The line graphs show the sources of local and world news in the UK over a ten year period, from 1987 to 1997.
65% of people in the UK initially received their news via television in 1987 and ten years later this percentage increased by 2. In 1989 there was a 5% drop in this source of world news while between 1990 and 1996 the percentage was stable at 70. Between 1987 and 1989, 25% of world news was obtained via newspaper.
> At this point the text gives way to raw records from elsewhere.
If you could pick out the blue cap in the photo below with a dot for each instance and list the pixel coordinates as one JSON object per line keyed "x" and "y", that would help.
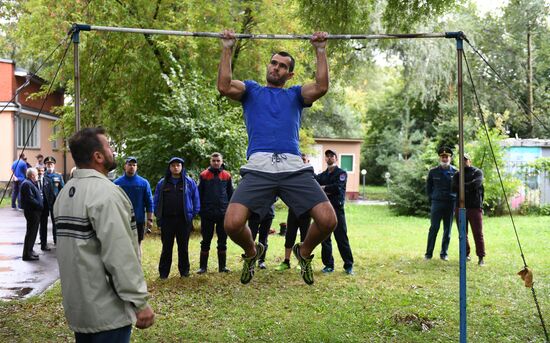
{"x": 176, "y": 159}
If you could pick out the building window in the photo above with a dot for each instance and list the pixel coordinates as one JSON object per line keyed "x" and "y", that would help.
{"x": 346, "y": 163}
{"x": 25, "y": 131}
{"x": 55, "y": 140}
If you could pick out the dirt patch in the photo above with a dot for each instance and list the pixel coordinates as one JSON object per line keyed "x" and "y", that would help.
{"x": 413, "y": 319}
This dropped by 5% in 1997, with the lowest point being reached in 1994 at 15%. Finally, only around 9% of world news was accessed by radio between this period with the exception of 15% in 1989.
In 1987, 56% of local news was read in the newspaper at first and this fell by 16% ten years later, with an upward trend being observed in 1990 and in 1992 where access reached 50%. Television as a source of local news experienced an upward trend from 19% initially to 37% in 1997. A low point can be seen in 199 at 19%. Lastly, radio was used at a stable rate of about 12% throughout the given time to find out about local news.
Most international news in the UK was first seen on the television and about half the respondents used the newspaper for this. Very few listened to world news on the radio. The percentages were stable over 10 years. Newspapers were favoured over television for local news, but this source lost its popularity and television increased its local news viewership. Radio access remains low.